The good news is, we’ve reached a point on Capitol Hill at which both parties seem eager to extend the payroll tax break for another year, avoiding a tax increase on over 100 million Americans that economists believe would severely hurt the economy.

The bad news is, the parties aren’t even close to agreeing on how best to pay for it, and the clock is ticking.

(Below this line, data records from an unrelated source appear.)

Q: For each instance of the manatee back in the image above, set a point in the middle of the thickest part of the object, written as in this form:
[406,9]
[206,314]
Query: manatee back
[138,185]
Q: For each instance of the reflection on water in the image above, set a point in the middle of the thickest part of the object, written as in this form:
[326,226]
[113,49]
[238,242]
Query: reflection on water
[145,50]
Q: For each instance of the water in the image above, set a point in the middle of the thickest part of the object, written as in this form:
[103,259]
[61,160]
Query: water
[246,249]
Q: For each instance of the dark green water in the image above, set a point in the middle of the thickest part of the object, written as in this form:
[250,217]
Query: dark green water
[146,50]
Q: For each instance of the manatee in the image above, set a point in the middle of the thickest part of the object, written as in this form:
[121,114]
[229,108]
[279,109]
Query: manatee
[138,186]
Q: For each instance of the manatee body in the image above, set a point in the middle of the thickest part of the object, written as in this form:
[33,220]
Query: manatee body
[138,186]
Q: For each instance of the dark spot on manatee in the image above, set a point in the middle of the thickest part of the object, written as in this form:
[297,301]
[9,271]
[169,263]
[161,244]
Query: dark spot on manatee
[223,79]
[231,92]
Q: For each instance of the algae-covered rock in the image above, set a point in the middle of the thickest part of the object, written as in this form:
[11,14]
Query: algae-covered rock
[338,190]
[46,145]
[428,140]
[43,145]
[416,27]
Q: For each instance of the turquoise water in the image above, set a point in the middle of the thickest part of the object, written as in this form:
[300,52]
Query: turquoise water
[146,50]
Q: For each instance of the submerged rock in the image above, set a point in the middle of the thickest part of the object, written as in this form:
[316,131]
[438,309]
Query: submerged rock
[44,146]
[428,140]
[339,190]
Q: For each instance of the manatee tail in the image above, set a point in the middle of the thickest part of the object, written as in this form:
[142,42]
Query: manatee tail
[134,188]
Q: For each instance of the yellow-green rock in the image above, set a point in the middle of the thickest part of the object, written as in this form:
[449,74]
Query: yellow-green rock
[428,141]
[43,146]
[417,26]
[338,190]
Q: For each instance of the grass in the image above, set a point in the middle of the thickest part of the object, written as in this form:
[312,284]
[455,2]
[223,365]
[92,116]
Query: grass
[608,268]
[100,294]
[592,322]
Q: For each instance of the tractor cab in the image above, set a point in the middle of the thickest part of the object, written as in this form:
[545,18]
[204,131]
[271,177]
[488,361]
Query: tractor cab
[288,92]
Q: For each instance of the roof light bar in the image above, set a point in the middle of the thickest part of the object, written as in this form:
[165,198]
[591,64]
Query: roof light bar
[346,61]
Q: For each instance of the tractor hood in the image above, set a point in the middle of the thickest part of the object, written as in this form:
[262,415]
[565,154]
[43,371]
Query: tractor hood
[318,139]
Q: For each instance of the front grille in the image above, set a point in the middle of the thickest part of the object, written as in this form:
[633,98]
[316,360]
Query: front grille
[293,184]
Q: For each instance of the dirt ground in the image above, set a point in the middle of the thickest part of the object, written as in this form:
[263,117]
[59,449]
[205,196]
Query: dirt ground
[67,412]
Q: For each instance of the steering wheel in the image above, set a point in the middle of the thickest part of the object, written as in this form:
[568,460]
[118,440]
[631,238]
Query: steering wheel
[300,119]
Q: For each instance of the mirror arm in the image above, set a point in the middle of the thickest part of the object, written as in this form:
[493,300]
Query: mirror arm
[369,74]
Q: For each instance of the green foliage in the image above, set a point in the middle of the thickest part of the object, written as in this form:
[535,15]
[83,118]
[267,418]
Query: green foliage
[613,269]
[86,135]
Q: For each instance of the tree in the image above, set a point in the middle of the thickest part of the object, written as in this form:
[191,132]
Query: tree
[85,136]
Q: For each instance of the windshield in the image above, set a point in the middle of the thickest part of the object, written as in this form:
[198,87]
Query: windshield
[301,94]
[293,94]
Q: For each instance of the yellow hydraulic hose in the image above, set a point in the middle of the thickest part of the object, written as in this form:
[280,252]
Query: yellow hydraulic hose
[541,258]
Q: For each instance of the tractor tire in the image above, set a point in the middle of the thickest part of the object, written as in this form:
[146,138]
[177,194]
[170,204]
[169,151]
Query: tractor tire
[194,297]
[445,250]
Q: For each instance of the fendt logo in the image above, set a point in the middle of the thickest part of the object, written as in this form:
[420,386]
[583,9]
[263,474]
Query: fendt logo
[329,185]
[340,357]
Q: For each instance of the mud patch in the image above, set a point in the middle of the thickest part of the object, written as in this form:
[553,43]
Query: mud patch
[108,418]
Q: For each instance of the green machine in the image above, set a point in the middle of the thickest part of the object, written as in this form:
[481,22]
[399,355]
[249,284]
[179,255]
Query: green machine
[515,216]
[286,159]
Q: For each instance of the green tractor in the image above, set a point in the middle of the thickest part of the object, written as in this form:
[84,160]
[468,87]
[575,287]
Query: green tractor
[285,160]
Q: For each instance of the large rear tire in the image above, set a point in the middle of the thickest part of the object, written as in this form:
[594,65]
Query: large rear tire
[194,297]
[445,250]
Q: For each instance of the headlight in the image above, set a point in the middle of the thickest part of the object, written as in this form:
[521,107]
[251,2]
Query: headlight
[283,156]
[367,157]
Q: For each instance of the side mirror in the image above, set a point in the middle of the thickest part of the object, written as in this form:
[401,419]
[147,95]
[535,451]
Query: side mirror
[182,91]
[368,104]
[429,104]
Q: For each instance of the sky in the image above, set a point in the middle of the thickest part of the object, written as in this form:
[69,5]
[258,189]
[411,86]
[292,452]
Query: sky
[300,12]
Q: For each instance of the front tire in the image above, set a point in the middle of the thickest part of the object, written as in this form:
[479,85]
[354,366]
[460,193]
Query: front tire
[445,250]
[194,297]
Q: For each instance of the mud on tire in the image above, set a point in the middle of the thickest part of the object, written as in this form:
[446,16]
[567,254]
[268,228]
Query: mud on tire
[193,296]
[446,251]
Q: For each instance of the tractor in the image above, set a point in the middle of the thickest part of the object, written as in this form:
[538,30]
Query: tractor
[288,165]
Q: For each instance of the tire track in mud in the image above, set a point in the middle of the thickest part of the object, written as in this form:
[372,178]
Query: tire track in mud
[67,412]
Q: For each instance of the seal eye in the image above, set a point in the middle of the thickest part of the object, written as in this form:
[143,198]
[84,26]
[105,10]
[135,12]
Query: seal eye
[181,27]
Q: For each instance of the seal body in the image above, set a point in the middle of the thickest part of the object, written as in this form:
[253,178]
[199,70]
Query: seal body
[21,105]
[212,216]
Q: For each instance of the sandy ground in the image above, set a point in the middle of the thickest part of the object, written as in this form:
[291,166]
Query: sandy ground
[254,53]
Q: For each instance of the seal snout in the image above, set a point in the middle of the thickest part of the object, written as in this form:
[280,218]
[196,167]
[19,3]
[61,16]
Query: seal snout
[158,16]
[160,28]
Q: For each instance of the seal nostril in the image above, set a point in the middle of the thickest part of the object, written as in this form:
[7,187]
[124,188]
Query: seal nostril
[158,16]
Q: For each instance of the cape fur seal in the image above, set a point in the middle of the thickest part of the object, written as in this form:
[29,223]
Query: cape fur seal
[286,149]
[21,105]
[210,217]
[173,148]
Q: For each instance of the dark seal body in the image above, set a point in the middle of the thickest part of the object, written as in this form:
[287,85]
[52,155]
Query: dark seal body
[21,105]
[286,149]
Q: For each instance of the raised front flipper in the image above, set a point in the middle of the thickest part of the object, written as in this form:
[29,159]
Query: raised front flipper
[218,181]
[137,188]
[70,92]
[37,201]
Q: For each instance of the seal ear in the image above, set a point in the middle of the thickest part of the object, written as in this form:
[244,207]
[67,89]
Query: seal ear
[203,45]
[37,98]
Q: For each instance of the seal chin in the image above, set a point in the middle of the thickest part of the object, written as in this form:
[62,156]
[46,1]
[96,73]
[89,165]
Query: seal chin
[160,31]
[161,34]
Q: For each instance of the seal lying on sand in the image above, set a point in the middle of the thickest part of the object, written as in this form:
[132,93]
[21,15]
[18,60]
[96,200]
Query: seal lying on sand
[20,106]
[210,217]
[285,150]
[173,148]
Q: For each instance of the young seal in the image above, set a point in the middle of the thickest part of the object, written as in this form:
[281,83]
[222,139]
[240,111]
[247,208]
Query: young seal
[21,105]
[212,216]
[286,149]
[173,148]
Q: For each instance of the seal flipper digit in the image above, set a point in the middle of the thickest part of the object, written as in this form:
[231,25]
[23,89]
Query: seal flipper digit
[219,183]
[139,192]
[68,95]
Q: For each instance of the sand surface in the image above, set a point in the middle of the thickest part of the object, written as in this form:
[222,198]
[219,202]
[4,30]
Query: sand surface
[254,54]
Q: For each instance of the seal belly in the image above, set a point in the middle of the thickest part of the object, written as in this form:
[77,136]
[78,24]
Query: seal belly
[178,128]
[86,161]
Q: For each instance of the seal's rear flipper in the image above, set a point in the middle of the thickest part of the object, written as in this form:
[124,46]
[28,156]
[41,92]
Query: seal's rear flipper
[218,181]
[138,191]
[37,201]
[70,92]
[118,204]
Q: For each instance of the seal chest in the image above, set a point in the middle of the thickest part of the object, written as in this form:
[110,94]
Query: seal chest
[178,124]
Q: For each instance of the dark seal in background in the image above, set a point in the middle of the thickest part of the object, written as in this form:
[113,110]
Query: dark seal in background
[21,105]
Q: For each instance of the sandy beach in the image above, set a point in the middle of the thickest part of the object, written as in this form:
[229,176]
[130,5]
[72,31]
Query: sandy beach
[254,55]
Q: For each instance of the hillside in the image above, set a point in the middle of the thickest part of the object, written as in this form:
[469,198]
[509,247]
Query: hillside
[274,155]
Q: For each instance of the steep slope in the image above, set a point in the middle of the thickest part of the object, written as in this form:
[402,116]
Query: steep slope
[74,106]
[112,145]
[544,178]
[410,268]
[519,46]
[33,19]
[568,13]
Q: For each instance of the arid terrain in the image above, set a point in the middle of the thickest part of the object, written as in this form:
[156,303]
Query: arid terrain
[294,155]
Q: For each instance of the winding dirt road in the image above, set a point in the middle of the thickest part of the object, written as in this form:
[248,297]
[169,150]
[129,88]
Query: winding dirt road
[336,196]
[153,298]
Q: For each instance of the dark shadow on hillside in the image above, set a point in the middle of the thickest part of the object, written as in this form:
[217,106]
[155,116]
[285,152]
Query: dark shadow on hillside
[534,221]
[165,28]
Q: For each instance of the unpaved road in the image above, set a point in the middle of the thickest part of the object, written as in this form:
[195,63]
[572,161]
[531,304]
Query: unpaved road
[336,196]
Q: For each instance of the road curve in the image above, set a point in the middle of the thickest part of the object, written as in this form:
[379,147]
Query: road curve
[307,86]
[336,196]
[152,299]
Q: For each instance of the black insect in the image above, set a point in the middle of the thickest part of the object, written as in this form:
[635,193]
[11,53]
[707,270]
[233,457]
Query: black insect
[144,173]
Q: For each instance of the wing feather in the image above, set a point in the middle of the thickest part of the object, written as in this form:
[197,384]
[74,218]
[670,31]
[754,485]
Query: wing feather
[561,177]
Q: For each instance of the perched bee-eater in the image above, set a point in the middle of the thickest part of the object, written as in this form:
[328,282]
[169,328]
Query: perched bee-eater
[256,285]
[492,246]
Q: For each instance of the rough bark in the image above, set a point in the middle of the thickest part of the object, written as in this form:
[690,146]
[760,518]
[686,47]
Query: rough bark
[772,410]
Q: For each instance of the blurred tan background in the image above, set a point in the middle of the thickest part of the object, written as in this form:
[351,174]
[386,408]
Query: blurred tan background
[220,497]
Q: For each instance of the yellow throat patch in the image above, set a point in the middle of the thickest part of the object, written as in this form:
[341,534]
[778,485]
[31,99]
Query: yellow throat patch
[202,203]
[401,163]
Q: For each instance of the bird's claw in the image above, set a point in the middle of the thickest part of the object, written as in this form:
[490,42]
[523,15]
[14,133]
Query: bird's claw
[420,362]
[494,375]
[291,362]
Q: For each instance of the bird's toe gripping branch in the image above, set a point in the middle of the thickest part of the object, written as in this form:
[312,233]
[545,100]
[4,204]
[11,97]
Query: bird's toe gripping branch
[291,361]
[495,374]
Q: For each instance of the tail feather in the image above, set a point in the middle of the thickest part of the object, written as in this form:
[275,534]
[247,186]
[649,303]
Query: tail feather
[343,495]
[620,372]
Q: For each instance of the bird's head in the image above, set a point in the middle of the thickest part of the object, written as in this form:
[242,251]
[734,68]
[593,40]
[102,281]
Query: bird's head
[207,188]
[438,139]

Democrats have a pretty straightforward financing option: they’ll pay for a payroll tax break benefiting all U.S. workers through a slight surtax on millionaires and billionaires. Yesterday, Republicans presented an alternative.

Senate Republican leaders introduced a bill that would keep the payroll tax rate at its current level for another year. The cost is roughly $120 billion. Senate Republicans would offset most of the cost by freezing the pay of federal employees through 2015 and gradually reducing the federal work force by 10 percent.

In addition, Senate Republican leaders would go after “millionaires and billionaires,” not by raising their taxes but by making them ineligible for unemployment compensation and food stamps and increasing their Medicare premiums.

I guess we should be mildly impressed Republicans didn’t make demands related to the Bush tax rates?

The bulk of the GOP plan is about shifting the burden away from the very wealthy and towards federal workers, who will in turn find their buying power diminished. Republicans are fully comfortable with the notion of sacrifice, just so long as millionaires and billionaires aren’t feeling the pinch.

Also note, part of the Republican approach is built around cutting the federal workforce by 10%, a favorite goal of Mitt Romney. We already know this is a horrible idea, because we’ve seen the effects in practice.

The rest of their financing plan is rather silly. The GOP wants to means-test unemployed aid and food stamps, but there are already income eligibility restrictions in place. Republicans want to create a mechanism that allows wealthy Americans to voluntarily write checks to the Treasury, but that already exists, too. It’s a reminder that the GOP, when given a chance to present a serious policy proposal, can’t quite overcome its instinct for gimmicks and nonsense.

And what about the House? I found this pretty interesting.

During the closed-door meeting, [House Speaker John Boehner (R-Ohio)] and House Majority Leader Eric Cantor (R-Va.) urged rank-and-file members to support the extension, saying it was necessary for a party that historically opposes tax increases, a leadership aide said.

Cantor told members that “taxes are a Republican issue and you aren’t a Republican if you want to raise taxes on struggling families to fund bigger government,” according to a source in the room.

In other words, for all the posturing, GOP leaders don’t want to get tagged with having increased taxes on American workers a month from today.

This should, in theory, give Dems some leverage — Republicans are showing their cards, and they want to make a deal.